I'm more concerned about the 158 with your size an weight. I would be more inclined to go with a 155. It has magnatraction and is stiff, so what would the extra length be for? Edge hold and stability would be lesser arguments.

Also, you say you want twin-like, but the dark series is one of the most directional boards that lib offers. If you want to ride switch, there are better options.


----------



## boarder22ab (Jan 6, 2013)

As for the size thing, ya I was wondering about that as well. I only got the 158 in my mind because my current board is a 156 and I felt that I would like something just a bit bigger next time for more stability.


----------



## boarder22ab (Jan 6, 2013)

And twin like was just a bonus in my mind to just help a bit with landing switch off the occasional jumps I sometimes hit, definately not a prerequisite. I'll be able to adjust to whatever board I buy, it's not a huge deal.


----------



## walove (May 1, 2009)

hktrdr said:


> Erm, in what way would you compare the Dark Series to the NS Cobra? Two pretty different boards.
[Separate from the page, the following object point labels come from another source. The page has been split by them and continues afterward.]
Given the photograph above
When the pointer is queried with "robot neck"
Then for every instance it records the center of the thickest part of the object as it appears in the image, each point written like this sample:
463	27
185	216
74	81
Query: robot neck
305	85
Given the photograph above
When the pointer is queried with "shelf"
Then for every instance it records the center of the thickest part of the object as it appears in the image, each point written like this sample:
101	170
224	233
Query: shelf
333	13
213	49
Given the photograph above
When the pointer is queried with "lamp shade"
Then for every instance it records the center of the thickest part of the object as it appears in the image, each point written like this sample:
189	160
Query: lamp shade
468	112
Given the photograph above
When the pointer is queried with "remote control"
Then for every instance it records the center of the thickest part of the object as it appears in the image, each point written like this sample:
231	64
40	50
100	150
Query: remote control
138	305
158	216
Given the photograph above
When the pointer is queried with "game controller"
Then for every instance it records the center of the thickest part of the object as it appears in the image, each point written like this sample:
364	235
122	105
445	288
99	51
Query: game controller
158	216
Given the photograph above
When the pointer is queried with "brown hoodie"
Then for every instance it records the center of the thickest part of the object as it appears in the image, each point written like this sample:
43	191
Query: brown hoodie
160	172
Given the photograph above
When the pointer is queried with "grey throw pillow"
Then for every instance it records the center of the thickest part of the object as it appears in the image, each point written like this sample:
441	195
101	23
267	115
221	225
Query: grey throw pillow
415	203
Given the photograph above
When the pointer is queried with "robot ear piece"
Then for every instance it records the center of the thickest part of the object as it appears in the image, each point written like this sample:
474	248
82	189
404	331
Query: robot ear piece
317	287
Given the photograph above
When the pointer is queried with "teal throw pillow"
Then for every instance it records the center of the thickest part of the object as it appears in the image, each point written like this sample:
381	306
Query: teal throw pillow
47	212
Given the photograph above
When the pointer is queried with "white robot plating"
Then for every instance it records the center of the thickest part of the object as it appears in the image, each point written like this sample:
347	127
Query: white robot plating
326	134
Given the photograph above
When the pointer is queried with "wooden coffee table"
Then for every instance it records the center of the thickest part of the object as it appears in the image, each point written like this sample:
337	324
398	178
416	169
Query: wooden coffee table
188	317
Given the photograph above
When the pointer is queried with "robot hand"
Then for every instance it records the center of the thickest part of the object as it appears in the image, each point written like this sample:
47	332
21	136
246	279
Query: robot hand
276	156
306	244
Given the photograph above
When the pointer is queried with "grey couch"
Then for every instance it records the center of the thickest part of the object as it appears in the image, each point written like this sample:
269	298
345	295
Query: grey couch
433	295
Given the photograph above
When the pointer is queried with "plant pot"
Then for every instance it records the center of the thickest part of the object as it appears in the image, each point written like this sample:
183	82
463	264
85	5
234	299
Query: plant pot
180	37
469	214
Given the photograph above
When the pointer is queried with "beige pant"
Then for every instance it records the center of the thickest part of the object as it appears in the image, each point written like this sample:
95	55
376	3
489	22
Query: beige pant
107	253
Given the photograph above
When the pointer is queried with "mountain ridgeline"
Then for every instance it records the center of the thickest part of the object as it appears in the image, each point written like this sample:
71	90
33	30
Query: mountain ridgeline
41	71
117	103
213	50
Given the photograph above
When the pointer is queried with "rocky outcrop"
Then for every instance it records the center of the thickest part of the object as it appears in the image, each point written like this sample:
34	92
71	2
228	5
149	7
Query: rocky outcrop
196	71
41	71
stiffer all mountain freestyle board with some set back and high end construction. I havent rode a cobra but i've rode an sl. The dark is pretty stiff not sure if the cobra is as stiff, but the cobra is the stiffest NS board i'd consider as freestyle, (heritage meh) 
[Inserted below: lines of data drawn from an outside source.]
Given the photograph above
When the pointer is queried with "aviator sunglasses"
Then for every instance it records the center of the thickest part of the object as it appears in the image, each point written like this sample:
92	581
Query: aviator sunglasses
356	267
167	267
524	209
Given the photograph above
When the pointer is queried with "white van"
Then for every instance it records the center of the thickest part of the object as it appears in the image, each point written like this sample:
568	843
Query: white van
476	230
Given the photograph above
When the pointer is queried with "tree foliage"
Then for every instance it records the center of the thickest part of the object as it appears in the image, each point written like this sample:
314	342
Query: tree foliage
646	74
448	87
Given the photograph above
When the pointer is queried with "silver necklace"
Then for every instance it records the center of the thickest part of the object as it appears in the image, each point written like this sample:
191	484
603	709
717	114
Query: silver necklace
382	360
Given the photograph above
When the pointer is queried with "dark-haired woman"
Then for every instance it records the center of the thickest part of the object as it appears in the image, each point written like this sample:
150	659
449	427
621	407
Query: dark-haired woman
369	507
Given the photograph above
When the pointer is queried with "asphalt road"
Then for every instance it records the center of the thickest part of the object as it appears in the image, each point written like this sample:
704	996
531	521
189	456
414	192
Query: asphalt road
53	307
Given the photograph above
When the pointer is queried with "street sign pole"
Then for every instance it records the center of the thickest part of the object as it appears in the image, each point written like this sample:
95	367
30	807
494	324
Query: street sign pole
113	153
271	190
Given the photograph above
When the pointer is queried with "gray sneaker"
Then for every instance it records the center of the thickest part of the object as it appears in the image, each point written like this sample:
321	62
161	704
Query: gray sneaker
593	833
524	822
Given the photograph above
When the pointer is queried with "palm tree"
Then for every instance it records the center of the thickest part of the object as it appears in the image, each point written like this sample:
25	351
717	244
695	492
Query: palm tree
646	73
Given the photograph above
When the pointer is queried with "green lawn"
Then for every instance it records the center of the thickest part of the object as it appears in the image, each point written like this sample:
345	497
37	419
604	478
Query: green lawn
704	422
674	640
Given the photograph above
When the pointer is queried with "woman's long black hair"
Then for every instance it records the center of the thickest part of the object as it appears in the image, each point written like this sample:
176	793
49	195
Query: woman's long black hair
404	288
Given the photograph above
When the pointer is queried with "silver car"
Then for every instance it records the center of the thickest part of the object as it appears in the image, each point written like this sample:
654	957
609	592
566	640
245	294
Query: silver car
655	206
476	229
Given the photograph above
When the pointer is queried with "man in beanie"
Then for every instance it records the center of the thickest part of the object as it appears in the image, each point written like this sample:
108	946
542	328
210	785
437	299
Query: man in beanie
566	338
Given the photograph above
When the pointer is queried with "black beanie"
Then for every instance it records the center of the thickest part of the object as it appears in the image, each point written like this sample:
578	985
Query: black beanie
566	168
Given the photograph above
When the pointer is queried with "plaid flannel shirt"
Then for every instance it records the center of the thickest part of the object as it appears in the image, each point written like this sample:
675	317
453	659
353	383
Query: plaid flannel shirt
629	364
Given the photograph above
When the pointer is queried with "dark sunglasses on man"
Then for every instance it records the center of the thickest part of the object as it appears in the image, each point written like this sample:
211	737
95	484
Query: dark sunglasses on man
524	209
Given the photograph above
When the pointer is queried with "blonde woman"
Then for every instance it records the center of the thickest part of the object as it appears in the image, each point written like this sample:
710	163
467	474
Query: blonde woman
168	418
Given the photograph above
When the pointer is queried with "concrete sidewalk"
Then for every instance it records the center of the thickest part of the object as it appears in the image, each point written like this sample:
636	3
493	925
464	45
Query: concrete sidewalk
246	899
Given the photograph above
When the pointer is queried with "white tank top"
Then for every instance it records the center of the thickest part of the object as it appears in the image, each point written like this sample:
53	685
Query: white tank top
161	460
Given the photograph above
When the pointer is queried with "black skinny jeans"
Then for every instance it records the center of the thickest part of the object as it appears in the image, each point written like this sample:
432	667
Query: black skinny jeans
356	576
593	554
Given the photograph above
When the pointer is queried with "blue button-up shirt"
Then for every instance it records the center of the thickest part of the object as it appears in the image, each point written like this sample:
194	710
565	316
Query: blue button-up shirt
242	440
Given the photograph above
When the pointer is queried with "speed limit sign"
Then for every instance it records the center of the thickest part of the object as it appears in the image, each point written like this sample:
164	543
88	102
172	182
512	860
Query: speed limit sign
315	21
My point is the dark is beefy, not great for beginners or lazy riding, cobra would probably be a better choice.


----------



## hktrdr (Apr 3, 2012)

walove said:


> stiffer all mountain freestyle board with some set back and high end construction. I havent rode a cobra but i've rode an sl. The dark is pretty stiff not sure if the cobra is as stiff, but the cobra is the stiffest NS board i'd consider as freestyle, (heritage meh)
> 
> My point is the dark is beefy, not great for beginners or lazy riding, cobra would probably be a better choice.


Not really. 

Dark series is
- aggressive freestyle stick
- much stiffer
- still a twin, albeit a directional one
- built for charging and high speed (C2 and C3 (from next year) have more pressure close to the contact points than the NS profiles)

Cobra is
- playful freeride deck
- softer
- directional (shape and profile!)

Dark series is closer to the Heritage than the Cobra.


----------



## boarder22ab (Jan 6, 2013)

Im not a beginner and 90% of the time I go hard rather than be lazy. Im just saying that it needs to be able to turn at slower speeds if Im with friends and absolutely have to go a bit slower( and when I say slow I mean around 25mph ish). As for the cobra and heritage, theyre both sold out in all sizes that I could use. They do have 1 raptor 156 left though, would that be a decent option?


----------



## wernersl (Dec 28, 2011)

boarder22ab said:


> Im not a beginner and 90% of the time I go hard rather than be lazy. Im just saying that it needs to be able to turn at slower speeds if Im with friends and absolutely have to go a bit slower( and when I say slow I mean around 25mph ish). As for the cobra and heritage, theyre both sold out in all sizes that I could use. They do have 1 raptor 156 left though, would that be a decent option?


As I've said... I love mine. Great hard charger. I can ride ir slow but don't like to. Mines a 165w though.


----------



## boarder22ab (Jan 6, 2013)

Alright sounds good Ill probably get it from dogfunk and if I dont like it I can return it.


----------



## wernersl (Dec 28, 2011)

boarder22ab said:


> Alright sounds good Ill probably get it from dogfunk and if I dont like it I can return it.


Good plan.


----------